Over the past few quarters we've made a serious effort with the entire executive team at GotVMail to crystallize the core values that unite us as a company. After three weeks of discussion and writing (and re-writing), we arrived at an acronym that represented the core values of our company: GARY (the name of our cartoon mascot): "Go Above and Beyond", "Always Entrepreneurial", "Radically Passionate", and "Your Team."
We also combined our core values with our core purpose to "Empower Entrepreneurs to Succeed," and we created what we believed was a very powerful message that speaks to our work culture. In addition to representing us as a company, we also thought it helped inspire both current and prospective employees, as well as partners.
Defining the core values of your company is a serious endeavor, but we certainly didn't want them to turn out to be this lofty set of ideas that were too mighty for practical application. We also wanted to disseminate our core values in a fun, lighthearted way--in other words, we didn't want people to be afraid of using them. But how would we get people talking about them?
The answer came one night when I was flipping around tv channels and landed on an episode of The Tonight Show. The featured guest was Gary Busey, of reality tv and (some) film fame.
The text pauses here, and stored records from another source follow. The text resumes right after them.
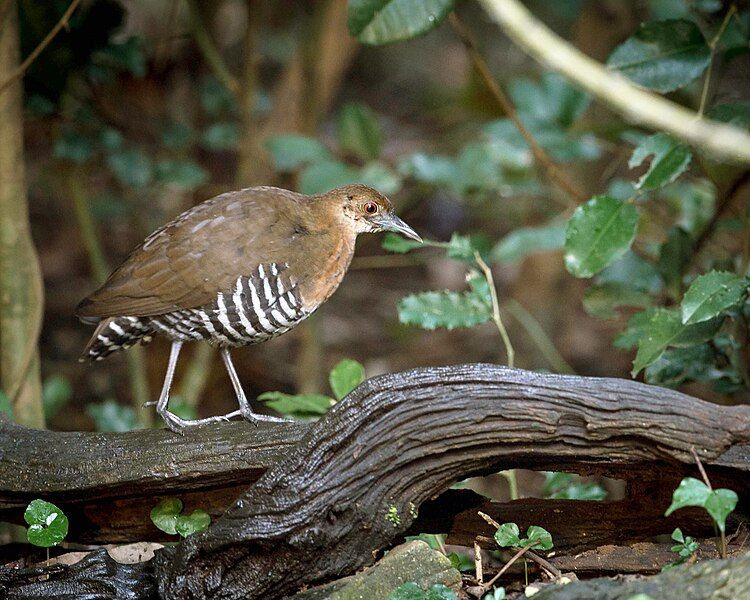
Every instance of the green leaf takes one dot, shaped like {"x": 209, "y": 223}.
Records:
{"x": 430, "y": 168}
{"x": 690, "y": 492}
{"x": 380, "y": 177}
{"x": 519, "y": 243}
{"x": 56, "y": 393}
{"x": 164, "y": 514}
{"x": 662, "y": 55}
{"x": 408, "y": 591}
{"x": 674, "y": 259}
{"x": 377, "y": 22}
{"x": 440, "y": 592}
{"x": 73, "y": 146}
{"x": 111, "y": 416}
{"x": 48, "y": 524}
{"x": 221, "y": 136}
{"x": 290, "y": 152}
{"x": 541, "y": 536}
{"x": 711, "y": 294}
{"x": 719, "y": 504}
{"x": 359, "y": 131}
{"x": 323, "y": 176}
{"x": 671, "y": 159}
{"x": 463, "y": 247}
{"x": 5, "y": 406}
{"x": 677, "y": 535}
{"x": 131, "y": 167}
{"x": 444, "y": 309}
{"x": 602, "y": 301}
{"x": 302, "y": 406}
{"x": 664, "y": 328}
{"x": 598, "y": 233}
{"x": 393, "y": 242}
{"x": 507, "y": 535}
{"x": 198, "y": 521}
{"x": 181, "y": 173}
{"x": 346, "y": 376}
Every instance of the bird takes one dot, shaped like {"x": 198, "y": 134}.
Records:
{"x": 238, "y": 269}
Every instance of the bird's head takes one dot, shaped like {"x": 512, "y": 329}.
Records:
{"x": 366, "y": 210}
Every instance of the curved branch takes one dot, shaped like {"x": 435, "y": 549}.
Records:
{"x": 635, "y": 104}
{"x": 357, "y": 478}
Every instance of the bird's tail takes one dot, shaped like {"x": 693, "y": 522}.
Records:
{"x": 116, "y": 333}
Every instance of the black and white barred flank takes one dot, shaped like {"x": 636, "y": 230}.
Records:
{"x": 257, "y": 308}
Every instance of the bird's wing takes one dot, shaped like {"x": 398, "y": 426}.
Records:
{"x": 200, "y": 253}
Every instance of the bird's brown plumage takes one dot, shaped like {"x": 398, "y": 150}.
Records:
{"x": 201, "y": 252}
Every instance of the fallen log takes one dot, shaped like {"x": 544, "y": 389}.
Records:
{"x": 356, "y": 479}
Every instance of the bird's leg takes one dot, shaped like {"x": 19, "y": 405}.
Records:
{"x": 245, "y": 409}
{"x": 174, "y": 422}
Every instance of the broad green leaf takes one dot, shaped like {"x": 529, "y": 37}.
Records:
{"x": 444, "y": 309}
{"x": 291, "y": 151}
{"x": 664, "y": 328}
{"x": 380, "y": 177}
{"x": 323, "y": 176}
{"x": 393, "y": 242}
{"x": 221, "y": 136}
{"x": 359, "y": 131}
{"x": 662, "y": 55}
{"x": 553, "y": 99}
{"x": 519, "y": 243}
{"x": 598, "y": 233}
{"x": 736, "y": 113}
{"x": 719, "y": 504}
{"x": 674, "y": 259}
{"x": 197, "y": 521}
{"x": 507, "y": 535}
{"x": 56, "y": 393}
{"x": 164, "y": 514}
{"x": 541, "y": 536}
{"x": 112, "y": 416}
{"x": 377, "y": 22}
{"x": 181, "y": 173}
{"x": 303, "y": 406}
{"x": 48, "y": 524}
{"x": 131, "y": 167}
{"x": 602, "y": 301}
{"x": 690, "y": 492}
{"x": 670, "y": 159}
{"x": 5, "y": 406}
{"x": 346, "y": 376}
{"x": 711, "y": 294}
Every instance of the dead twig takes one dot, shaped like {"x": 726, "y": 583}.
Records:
{"x": 553, "y": 171}
{"x": 63, "y": 22}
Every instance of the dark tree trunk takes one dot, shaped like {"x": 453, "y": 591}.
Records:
{"x": 357, "y": 478}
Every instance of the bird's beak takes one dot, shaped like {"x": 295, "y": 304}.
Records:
{"x": 391, "y": 222}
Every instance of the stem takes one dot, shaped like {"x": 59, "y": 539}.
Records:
{"x": 712, "y": 44}
{"x": 137, "y": 374}
{"x": 553, "y": 171}
{"x": 209, "y": 51}
{"x": 617, "y": 92}
{"x": 496, "y": 309}
{"x": 63, "y": 22}
{"x": 538, "y": 336}
{"x": 510, "y": 475}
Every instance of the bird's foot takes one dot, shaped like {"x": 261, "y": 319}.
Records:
{"x": 255, "y": 418}
{"x": 178, "y": 424}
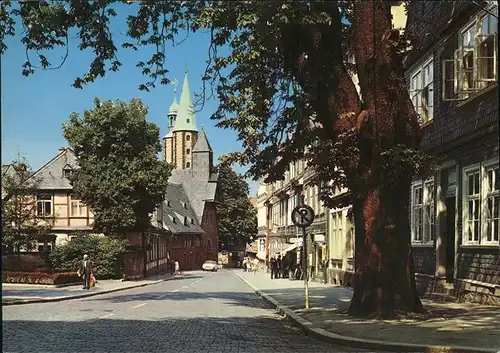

For someone who appeared to have been through the ringer in more ways than one, Gary had an uncanny knack for making acronyms from regular words (that actually made sense). That night on Leno, Busey dazzled with an acronym for the word "team": Together Everyone Achieves More. I'm still surprised both Gary Busey and late-night tv watching could be so darn inspiring, but that night, the idea for the Gary Busey videos was born.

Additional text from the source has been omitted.